The Jack Purcell smile has shone on tennis since 1935. One of the first shoes popular in the sport, the B.F. Goodrich Company of Canada originally created the sneaker for Purcell, a champion badminton player. Tennis players commandeered the silhouette and Converse bought the rights to the shoe in 1970. This November, the Jack Purcell sneaker-the smile-gets a modern take.
This past spring Converse launched an effort to work with parent company Nike on creating a Modern line of its most famous sneakers, starting with the release of the All Star Modern and moving on to the Auckland and Thunderbolt.

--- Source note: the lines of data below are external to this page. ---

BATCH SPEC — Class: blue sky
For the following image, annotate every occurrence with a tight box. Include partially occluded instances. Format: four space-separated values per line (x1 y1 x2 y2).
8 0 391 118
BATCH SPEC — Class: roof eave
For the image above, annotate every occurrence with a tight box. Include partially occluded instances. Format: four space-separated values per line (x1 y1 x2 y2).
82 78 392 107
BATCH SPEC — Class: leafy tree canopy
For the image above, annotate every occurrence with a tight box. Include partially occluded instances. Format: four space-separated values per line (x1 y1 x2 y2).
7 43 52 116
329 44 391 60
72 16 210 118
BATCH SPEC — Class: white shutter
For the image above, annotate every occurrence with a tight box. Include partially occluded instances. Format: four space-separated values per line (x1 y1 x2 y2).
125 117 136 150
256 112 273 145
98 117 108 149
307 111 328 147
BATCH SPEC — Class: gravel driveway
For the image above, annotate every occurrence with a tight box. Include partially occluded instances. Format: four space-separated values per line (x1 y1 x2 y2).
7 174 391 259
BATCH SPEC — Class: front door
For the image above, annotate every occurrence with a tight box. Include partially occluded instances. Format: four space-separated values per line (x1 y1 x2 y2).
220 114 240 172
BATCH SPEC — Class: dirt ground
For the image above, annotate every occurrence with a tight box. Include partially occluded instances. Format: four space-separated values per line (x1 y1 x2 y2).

The Jack Purcell marks the fourth sneaker from the Boston-based brand to get the makeover.
“The Converse Jack Purcell Modern is a new take on one of our most iconic silhouettes,” says Bryan Cioffi, vice president and creative director of Converse Global Footwear. “It deftly combines our rich court heritage with a sleek modern design-giving our consumers more of what they want.”
The line has enjoyed a resurgence as a lifestyle sneaker in recent years, with Converse pulling out a variety of colorways and materials with the original design. In August, Converse launched the “coated terry” design, pairing the style of the Purcell signature with a Japanese loop terry upper-available in a dark blue and “sulfur” green-in a herringbone pattern that includes a water-repellent TPU layer to keep the sneaker dry and comfortable, and Nike Zoom Air and an OrthoLite sockliner for underfoot cushioning.
The Modern, which launched on Nov. 2, uses premium full-grain leather as the key distinguisher, creating a contemporary style. Coming in all-white or black, the new models offer a simplistic take on the 1935 original, even keeping the famed “smile” mark on the toecap in monotone colors.
With the classic designs still available and now paired with leather uppers, the brand-new coated terry and Modern versions, Converse has revived and expanded one of history’s richest tennis silhouettes. And they do it all with the Jack Purcell smile.